Periostin mediates collagen production, ECM remodeling and myofibroblast differentiation in breast prosthesis capsule formation

• Published in: Scientific reports Vol. 15; no. 1; pp. 25649 - 15
• Main Authors: Yang, Ying, Li, Shumo, Bian, Li, Dai, Xiaoming, Hu, Jun, Ma, Yun, Wang, Zhiyuan
• Format: Journal Article
• Language: English
• Published: London Nature Publishing Group UK 15.07.2025; Nature Publishing Group; Nature Portfolio
• Subjects: 692/4028; 692/420; 692/699; Animal models; Animals; Antibodies; Bacterial infections; Breast; Breast implants; Breast Implants - adverse effects; Capsular contraction; Cell Adhesion Molecules - genetics; Cell Adhesion Molecules - metabolism; Cell Differentiation; Cell Proliferation; Collagen; Collagen - biosynthesis; Collagen - metabolism; Cross-linking; Cytokines; Enzymes; Extracellular matrix; Extracellular Matrix - metabolism; Female; Fibroblasts; Fibroblasts - metabolism; Fibronectin; Fibrosis; Humanities and Social Sciences; Humans; Implant Capsular Contracture - metabolism; Implant Capsular Contracture - pathology; Inflammation; Lysyl oxidase; Matrix protein; Mice; mRNA; multidisciplinary; Myofibroblasts - cytology; Myofibroblasts - metabolism; Periostin; Physiology; Polymerase chain reaction; Prostheses; Protein-Lysine 6-Oxidase - genetics; Protein-Lysine 6-Oxidase - metabolism; Proteins; Reconstructive surgery; Science; Science (multidisciplinary); Silicon implant; Silicones; Surgery; Tenascin; Tenascin C; Therapeutic targets; Transforming growth factor-b; United States > US; Guangzhou China; China; Fibroblasts; Capsular contraction; Animals; Breast implants/Adverse effects; Silicon implant; Periostin
• ISSN: 2045-2322; 2045-2322
• DOI: 10.1038/s41598-025-11409-9

Capsular contraction is the most common complication after breast augmentation or reconstruction, and is the main reason underlying patient dissatisfaction and additional subsequent surgeries.
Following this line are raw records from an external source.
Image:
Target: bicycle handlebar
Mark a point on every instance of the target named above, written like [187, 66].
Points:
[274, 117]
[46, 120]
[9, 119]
Periostin is an extracellular matrix protein and a member of TGF-β superfamily. Studies have shown that periostin is closely related to fibrosis, collagen cross-linking and tissue remodeling. In this study, we observed the expression of periostin and other fibrosis-related proteins in the capsule of human breast silicon implant, assessing their relationship with the extent of capsule fibrosis. By using human breast derived fibroblasts with manipulated periostin expression level, we explored periostin’s impact on other fibrosis-related cytokines, fibroblast proliferation, differentiation, and collagen synthesis. Furthermore, we employed a murine model of prosthesis implantation to elucidate the roles of periostin and lysyl oxidase (LOX) in capsule formation. Immunohistochemical analysis of clinical capsular specimens revealed a significant correlation between periostin expression levels and the severity of capsular contracture. In vitro experiments using human breast-derived fibroblasts demonstrated that periostin promotes fibroblast proliferation and regulates the expression of key fibrosis-related proteins such as LOX, BMP-1, fibronectin, and tenascin-C at both protein and mRNA levels. Moreover, periostin was found to induce fibroblast differentiation into myofibroblasts and enhance collagen production. In the murine model of prosthesis implantation, periostin and LOX were observed to increase the thickness of the prosthesis capsule, whereas the administration of the LOX inhibitor β-aminopropionitrile (BAPN) significantly attenuated capsule formation. Our study underscores the significant role of periostin in the pathogenesis of breast prosthesis capsule formation and contracture. These findings provide novel insights into the mechanisms underlying capsular contracture and suggest periostin as a potential therapeutic target for mitigating this complication.